経済産業省 商務情報政策局 情報処理振興課の鴨田浩明氏 経済産業省 商務情報政策局 情報処理振興課の鴨田浩明氏

 なぜクラウドが脚光を浴びるのか。クラウドの強みは、巨大なデータセンターにおけるコンピューティングパワーによって大量のデータや情報を迅速に集積、分析、処理できる点にある。クラウドを活用することで、さまざまな産業でのイノベーションにつながると鴨田氏は述べる。例えば、医療分野においては、病院や健康家電メーカー、スポーツジムなどからデータを統合し、それを分析することで、個人の健康管理や新薬の開発につながるという。農業分野においては、センサで農場の気温や肥料の濃度などをリアルタイムで管理することで生産性を高められるとしている。

 これら自体は既存のシステムでも実現可能だが、クラウドサービスを活用すれば情報処理能力は飛躍的に向上する。「農業やヘルスケアの分野では従来サービスと比べて、1日当たり数十万倍のデータ量を扱うことができる」と鴨田氏は説明する。

立地面積に課題あり

 このように、クラウド活用の効果に対する期待は大きいが、日本でクラウドサービスを展開するに当たりいくつかの課題がある。その1つがデータセンターだ。クラウドサービスを提供する上で大量のサーバを設置するためのデータセンターは必要不可欠だが、日本ではその国土の狭さから米国と比べて規模の面で不利な状況にある。野村総合研究所が作成した資料によると、日本で最大のデータセンターとなる富士通の「館林システムセンター」の敷地面積が2万2000平方メートルであるのに対し、米・アイオワ州ブラフスにあるGoogleのデータセンターは486万平方メートルと、その差は歴然だ。

 さらに、日本の多くのユーザー企業では「サーバの稼働状況を目視で確認したい」「何かあったときにすぐ駆けつけたい」といった要求があることから、東京を中心とした首都圏にデータセンターを設置するケースが多い。「米国と比べて日本のデータセンターは規模においてかなり後れをとっている。また、(規模を拡大する上で)不利な立地にデータセンターを設置しているのが現状だ」と鴨田氏は指摘する。

 そこで、小さい立地面積で効率的にデータセンターを運営するために、さまざまな施策が取られている。その一例がコンテナ型データセンターの設置である。これはISO規格の輸送用コンテナに、サーバラック、電源および通信配線、空調設備、消火設備などを組み込んだデータセンターで、従来型のデータセンターと比べて、少ない初期投資、短い構築期間、省スペース、高い空調効率、移動式といった特徴を持つ。
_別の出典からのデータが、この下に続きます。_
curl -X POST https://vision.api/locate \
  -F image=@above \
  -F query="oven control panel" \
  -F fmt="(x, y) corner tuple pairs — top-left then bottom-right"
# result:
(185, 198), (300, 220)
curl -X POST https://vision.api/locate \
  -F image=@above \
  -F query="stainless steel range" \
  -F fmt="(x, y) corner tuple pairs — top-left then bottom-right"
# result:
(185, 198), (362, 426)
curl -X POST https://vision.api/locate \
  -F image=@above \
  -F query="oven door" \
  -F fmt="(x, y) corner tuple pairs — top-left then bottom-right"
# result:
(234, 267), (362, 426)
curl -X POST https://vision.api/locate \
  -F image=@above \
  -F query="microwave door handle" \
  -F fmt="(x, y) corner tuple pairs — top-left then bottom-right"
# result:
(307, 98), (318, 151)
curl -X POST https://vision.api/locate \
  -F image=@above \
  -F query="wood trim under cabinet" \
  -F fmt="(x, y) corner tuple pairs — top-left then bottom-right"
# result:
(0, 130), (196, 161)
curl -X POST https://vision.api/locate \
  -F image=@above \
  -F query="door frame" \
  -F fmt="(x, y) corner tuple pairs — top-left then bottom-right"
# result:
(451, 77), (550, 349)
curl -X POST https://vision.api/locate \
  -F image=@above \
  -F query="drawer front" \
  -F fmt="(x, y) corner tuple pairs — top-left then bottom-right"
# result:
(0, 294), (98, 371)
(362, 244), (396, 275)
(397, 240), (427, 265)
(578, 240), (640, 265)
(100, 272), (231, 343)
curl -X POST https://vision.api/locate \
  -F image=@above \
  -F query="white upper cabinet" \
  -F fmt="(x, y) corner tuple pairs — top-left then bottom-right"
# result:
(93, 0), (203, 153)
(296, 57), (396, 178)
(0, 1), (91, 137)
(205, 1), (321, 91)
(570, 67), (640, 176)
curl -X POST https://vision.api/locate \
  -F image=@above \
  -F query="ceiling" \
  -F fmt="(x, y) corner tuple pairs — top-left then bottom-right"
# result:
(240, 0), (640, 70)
現在は「建築基準法」に抵触するが、今年度内に規制緩和されるという。

経産省の取り組み

 日本でのクラウド推進に向けて、経産省では「イノベーション創出」「制度整備」「基盤整備」の3本柱を施策として打ち出している。具体的に、イノベーション創出では、海外展開支援や公共サービスの刷新、公共データおよび行政情報の公開、制度整備ではクラウド市場の成熟化、データ利活用と権利保護の両立、データ越境移動の円滑化、基盤整備では、環境負荷低減に関する技術開発、産業構造改革、データセンターの立地環境整備、クラウド時代に合わせた人材育成などを掲げている。

 とりわけ海外でのビジネス展開を見据えて、データセンターの立地環境整備には力を注いでいる。「サーバ需要を十分に収容でき、規模の経済を働かせることのできる中規模、大規模データセンターの立地を推進してクラウドサービスの基盤を整えるとともに、日本企業が交通、農業、医療などの分野において、安全、安心なシステムインフラサービスを構築し、海外での展開を実現していきたい」と鴨田氏は意気込んだ。